Sardine in Outer Space
Red-headed and tiny, Sardine is a space pirate who takes off on adventures with her pirate uncle and their friend in a spaceship named Huckleberry. Their madcap adventures are fast–paced and punchy, with grotesque details to appeal to a younger crowd, and sophisticated cultural references and puns that will appeal to older readers. The story is told in a graphic novel format.
Hopper’s new school, Stately Academy, is more creepy than scholarly as the 12-year-old girl soon learns. But with her new friends, they discover the school’s secrets and address them through computer coding. The adventures of this multicultural cast of kids continue in Paths and Portals as the series goes on.
Sixth-grader Raina falls and severely damages her two front teeth. Through middle school and into high school, she struggles with peer relationships, discovering her own strengths while enduring painful orthodontia. The concluding pages reveal a self-assured high school student who can indeed smile. Full-color comic panels perfectly capture young adolescence.
Squish: The Power of the Parasite
School's out! Everyone's favorite amoeba is headed to summer camp! Squish's summer is turning out to be terrifying! For one thing, Squish can't swim. And to make matters worse, his new camp friend is a Hydra (scientific fact: A hydra's tentacles can paralyze you!). Will Squish sink or will he swim this summer?

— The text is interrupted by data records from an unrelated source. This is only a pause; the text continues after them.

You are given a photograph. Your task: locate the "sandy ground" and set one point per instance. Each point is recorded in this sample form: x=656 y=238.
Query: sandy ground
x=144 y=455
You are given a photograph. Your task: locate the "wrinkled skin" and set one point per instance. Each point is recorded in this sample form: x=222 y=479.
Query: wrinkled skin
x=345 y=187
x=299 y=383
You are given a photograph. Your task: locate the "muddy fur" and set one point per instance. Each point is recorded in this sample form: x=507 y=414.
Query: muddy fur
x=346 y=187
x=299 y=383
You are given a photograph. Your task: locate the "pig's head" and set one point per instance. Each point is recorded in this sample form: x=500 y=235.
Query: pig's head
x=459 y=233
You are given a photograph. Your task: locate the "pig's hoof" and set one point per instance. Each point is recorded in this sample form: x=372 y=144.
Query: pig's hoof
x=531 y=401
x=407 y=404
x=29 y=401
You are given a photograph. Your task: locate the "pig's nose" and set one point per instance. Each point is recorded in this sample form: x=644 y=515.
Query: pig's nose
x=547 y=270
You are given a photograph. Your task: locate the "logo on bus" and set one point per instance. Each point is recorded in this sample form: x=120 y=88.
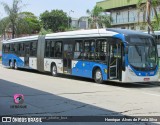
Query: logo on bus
x=18 y=98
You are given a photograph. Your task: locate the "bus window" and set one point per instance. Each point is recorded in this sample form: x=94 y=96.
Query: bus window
x=52 y=49
x=78 y=53
x=7 y=48
x=33 y=51
x=16 y=48
x=89 y=49
x=21 y=49
x=58 y=49
x=47 y=50
x=3 y=50
x=12 y=48
x=101 y=49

When a new kid comes to his swamp, a small monster does everything he can to get rid of him. Instead, the young monster learns a thing or so about friendship. An easy-to-follow comic book format combined with recognizable concerns makes this ideal for emerging readers or for one-on-one sharing.
The Adventures of Polo
The rollicking adventures of Polo, a bright and resourceful pup, are told through lively, detailed pictures that warrant multiple examinations. Quick–paced and engaging, Polo brings all the right supplies for exploring the wider world by boat, plane and spaceship!

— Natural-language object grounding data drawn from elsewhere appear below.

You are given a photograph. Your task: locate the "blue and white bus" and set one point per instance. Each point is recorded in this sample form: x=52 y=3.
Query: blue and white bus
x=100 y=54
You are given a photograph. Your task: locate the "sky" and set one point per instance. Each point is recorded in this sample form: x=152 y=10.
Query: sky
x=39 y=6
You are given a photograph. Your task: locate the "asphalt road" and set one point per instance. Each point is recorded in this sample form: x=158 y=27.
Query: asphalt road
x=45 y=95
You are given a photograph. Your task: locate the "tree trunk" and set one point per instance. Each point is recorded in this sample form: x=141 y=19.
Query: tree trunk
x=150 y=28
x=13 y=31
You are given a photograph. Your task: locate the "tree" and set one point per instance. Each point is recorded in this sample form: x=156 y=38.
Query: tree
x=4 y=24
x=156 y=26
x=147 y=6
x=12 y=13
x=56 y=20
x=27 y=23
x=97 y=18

The Baby-Sitter's Club: Kristy's Great Idea — A Graphic Novel
This popular series has been trimmed and translated into a new format. With middle school girls as protagonists, the visual storytelling amplifies characters and clarifies difficult concepts to make it appropriate for younger readers. Tough topics like stepfamilies and medical problems are discussed with sensitivity (and sometimes humor) through the context of the girls' friendship.
The Mighty 12: Superheroes of Greek Myth
Greek gods and goddesses are the stuff of contemporary superheroes. Dramatic full-color, exaggerated comic book illustrations are used to present a dozen of the ancient heroes, sure to thrill contemporary, more experienced readers.